Troubleshooting

The screen is whirling around and I'm getting dizzy.
Somehow Heads Up mode has gotten checked in the Map Menu. Uncheck it (you may be able to check and uncheck this only while GPS is connected). Then, in the Map Menu, tap Reset Direction to reset the map so that North is up. You can see which way North is currently by looking at the triangle indicator in the top left corner, just under the Windows logo.

The GPS disconnects after 40 minutes or so.
See the note about saving your breadcrumbs--if you make sure the option to do so is unchecked when connecting the GPS, it'll stay connected indefinitely.
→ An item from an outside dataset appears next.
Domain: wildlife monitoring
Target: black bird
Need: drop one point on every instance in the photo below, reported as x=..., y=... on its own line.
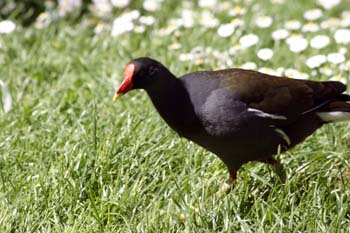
x=239, y=115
Mapple crashes and shuts down for no reason.
This happens sometimes when Mapple is run from the memory card. Install the program to the main memory instead. I've already sent JLT customers affected by this instructions for moving the installation to main memory; recent and currently shipping JLT systems come with this already fixed--you shouldn't run into this problem.

It's frozen.
On earlier versions of the program (Pocket Mapple Digitial v.8 and earlier), if you turn off the PDA or Bluetooth or the GPS while the GPS is connected to Mapple, or if you attempt to connect Mapple to the GPS without the GPS and Bluetooth already turned on, Mapple can't find the GPS but won't stop looking and freezes the whole system. You'll have to do a soft reset (hit the recessed reset button--on Axims it's on the back, on iPAQs it's on the bottom, and I don't know where it is on other PDAs and SmartPhones). This shouldn't be a problem with Pocketmapple v.9.

I can't change map sets through the Open Map Set function in the Map Menu.
That's right, as it says on the Map Menu page (which also links to the solution).

Location seems to be consistently some distance off.
Temporary inaccuracy can come from signals bouncing around off nearby buildings and cliffs, but if your location is consistently off by a certain amount in a certain direction, you need to make sure the datum is set to 世界測地 in the Map Menu and, when you connect to the GPS, to WGS-84.

GPS is connected, but it's not showing my location.
Make sure the GPS itself has a signal. On the first start of the day, it may take 30-60 seconds to acquire enough satellite signals to know where it is (subsequently it should take just a few seconds). The first time you start it after a long period of non-use or after moving a long distance with the GPS off, it may take 5-15 minutes (it has to download a lot of data from the satellites). And the GPS won't get a signal indoors or where something is blocking much of its view in the sky (it's generally find in your pocket, a purse or camera case, or anywhere in your car). Look at the GPS itself to see if it's got a signal (in the RBT-2300 from JLT, the yellow/green center LED will glow steadily when it's got a signal and blink when it doesn't; many other models do exactly the opposite). The RBT-2300 seems to be better and faster in all these situations than the other units I've tried, even other units built around the same GPS chip.